When she signed into chat, she saw one familiar name.
BookGirl14: Hey, are you there?
Redhead_Rachel: Yeah. What’s going on? How’s your dad?
BookGirl14: I’m not sure. Things are all weird right now.
Redhead_Rachel: Weird how?
BookGirl14: My mom freaked out. Mattie’s acting weird.
Redhead_Rachel: My mom freaked out after she left my dad. She got mad at me for talking about him.
BookGirl14: Why?
Redhead_Rachel: She thinks I don’t need him just because she doesn’t. She’d kill me if she knew I still see him sometimes.
BookGirl14: I saw him. That night I came to youth group.
Redhead_Rachel: He wasn’t there that night.
BookGirl14: He was waiting for you in his car.
Redhead_Rachel: You must have seen the wrong car. His letter worked, did I tell you? He
threatened to sue the school, so the principal said Tim and I can go to prom.
BookGirl14: I’m glad you got what you wanted.
Redhead_Rachel: Don’t worry, it’ll be your turn soon.
BookGirl14: That won’t help my dad.
Redhead_Rachel: You won’t skip any more class, will you? Via and I are worried.
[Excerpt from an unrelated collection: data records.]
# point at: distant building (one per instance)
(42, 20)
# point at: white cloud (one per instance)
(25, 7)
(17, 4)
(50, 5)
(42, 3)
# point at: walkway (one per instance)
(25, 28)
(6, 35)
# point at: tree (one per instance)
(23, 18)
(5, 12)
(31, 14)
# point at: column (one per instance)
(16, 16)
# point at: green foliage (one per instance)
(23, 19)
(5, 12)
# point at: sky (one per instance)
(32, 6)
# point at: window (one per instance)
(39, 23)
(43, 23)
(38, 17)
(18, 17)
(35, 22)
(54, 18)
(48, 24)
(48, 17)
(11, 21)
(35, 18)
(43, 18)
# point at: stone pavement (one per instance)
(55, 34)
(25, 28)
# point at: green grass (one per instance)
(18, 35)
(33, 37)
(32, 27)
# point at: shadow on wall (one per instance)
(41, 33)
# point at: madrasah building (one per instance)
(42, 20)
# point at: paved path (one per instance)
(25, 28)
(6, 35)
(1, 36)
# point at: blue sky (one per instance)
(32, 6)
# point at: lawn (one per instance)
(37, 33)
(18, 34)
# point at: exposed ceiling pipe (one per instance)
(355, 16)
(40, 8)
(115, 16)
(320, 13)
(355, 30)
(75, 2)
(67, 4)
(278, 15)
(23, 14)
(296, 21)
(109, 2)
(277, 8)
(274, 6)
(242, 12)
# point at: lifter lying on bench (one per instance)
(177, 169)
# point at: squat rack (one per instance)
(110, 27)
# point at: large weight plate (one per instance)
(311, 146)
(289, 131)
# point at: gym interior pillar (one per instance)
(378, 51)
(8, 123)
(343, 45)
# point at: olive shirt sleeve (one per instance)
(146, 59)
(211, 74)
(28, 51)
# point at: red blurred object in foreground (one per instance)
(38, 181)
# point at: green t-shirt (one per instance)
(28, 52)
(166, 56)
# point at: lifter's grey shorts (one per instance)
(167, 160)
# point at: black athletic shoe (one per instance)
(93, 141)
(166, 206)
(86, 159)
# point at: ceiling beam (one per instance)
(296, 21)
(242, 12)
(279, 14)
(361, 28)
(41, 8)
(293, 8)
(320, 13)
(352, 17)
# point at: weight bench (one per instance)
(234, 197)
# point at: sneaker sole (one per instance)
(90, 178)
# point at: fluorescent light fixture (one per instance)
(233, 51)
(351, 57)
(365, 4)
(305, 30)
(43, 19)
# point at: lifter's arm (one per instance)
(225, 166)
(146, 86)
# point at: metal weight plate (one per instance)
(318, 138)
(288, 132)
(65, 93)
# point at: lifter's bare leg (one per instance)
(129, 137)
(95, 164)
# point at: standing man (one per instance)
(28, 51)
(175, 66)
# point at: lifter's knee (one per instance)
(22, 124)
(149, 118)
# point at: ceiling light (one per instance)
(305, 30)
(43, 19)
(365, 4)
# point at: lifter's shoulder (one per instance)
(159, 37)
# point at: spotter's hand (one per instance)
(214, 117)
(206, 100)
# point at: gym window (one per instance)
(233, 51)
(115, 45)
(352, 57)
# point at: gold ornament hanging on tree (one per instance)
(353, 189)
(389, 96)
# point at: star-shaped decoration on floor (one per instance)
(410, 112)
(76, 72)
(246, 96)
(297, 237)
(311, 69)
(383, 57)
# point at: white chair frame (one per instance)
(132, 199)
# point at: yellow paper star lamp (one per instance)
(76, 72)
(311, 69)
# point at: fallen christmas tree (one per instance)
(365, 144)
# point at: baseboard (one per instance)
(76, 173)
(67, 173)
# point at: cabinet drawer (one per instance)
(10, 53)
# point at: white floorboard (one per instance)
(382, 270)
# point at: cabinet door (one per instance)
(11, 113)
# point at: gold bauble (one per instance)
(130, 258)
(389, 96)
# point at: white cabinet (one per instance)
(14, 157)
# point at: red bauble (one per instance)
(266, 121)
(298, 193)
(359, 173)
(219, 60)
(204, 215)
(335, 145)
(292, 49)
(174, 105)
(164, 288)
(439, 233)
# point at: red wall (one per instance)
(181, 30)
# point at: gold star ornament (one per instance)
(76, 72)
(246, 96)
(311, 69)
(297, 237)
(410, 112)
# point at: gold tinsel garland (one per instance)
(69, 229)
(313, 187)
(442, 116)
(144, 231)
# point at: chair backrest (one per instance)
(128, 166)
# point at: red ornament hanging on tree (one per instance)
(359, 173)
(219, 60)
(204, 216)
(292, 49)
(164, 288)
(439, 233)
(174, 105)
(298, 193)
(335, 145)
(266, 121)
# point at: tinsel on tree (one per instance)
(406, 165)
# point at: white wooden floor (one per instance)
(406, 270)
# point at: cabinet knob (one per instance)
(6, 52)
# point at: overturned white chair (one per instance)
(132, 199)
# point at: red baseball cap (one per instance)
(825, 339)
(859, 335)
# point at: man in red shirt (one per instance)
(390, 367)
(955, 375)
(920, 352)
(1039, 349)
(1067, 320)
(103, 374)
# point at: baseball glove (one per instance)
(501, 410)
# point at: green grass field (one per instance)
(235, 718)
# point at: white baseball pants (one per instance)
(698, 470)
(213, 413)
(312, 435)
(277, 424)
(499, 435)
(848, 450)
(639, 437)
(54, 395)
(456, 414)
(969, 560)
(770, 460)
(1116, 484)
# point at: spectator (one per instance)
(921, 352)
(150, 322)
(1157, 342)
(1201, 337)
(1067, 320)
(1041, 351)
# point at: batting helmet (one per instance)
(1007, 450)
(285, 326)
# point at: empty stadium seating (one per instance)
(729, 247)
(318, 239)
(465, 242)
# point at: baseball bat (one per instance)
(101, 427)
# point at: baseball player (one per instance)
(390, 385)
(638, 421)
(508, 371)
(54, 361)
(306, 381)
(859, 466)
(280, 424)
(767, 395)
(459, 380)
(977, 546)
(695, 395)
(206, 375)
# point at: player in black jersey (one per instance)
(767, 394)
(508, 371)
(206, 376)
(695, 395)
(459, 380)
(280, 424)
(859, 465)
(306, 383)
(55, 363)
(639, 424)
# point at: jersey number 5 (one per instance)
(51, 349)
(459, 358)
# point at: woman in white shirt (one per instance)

BookGirl14: She called you for the homework, didn’t she?
Redhead_Rachel: Come to youth group tomorrow night. It’ll help.
BookGirl14: I just want to be with my dad.
Redhead_Rachel: You could pray for him.
BookGirl14: I’d do that here if I thought it would work.
She didn’t understand how Rachel could have so much faith in something no one could prove. Especially after freshman-year geometry and all they’d gone through to learn how to prove that the angle between a chord and the tangent at an intersection point equals half the central angle subtended by the chord. Maybe, she thought, school had a few important lessons after all. They just weren’t the ones in the books.
Chapter Eighteen
Monday, April 7
Mrs. Evans leaned against the podium, brandishing the blue legal-sized bulletin issued by the office every morning. Most teachers pinned the bulletin to a corkboard, but Mrs. Evans believed it of vital importance they know which holidays were coming up and whether the varsity tennis team won against Hollister.
“Good morning, class,” she said, eyes on the bulletin. “Today is April 7. If you are in MEChA, you have a meeting at lunch in room 1512. The girls’ varsity tennis team won its match against Live Oak on Saturday, but the boys’ varsity and both JV teams lost. The water polo team lost to Carmel in straight sets on Saturday, too.”
Emma kicked the seat in front of her. She wondered if Dan was also the type to slam locker doors or kick things to vent his anger. Since he never wore real shoes, she doubted it. Maybe he was like her, and kept it all on the inside.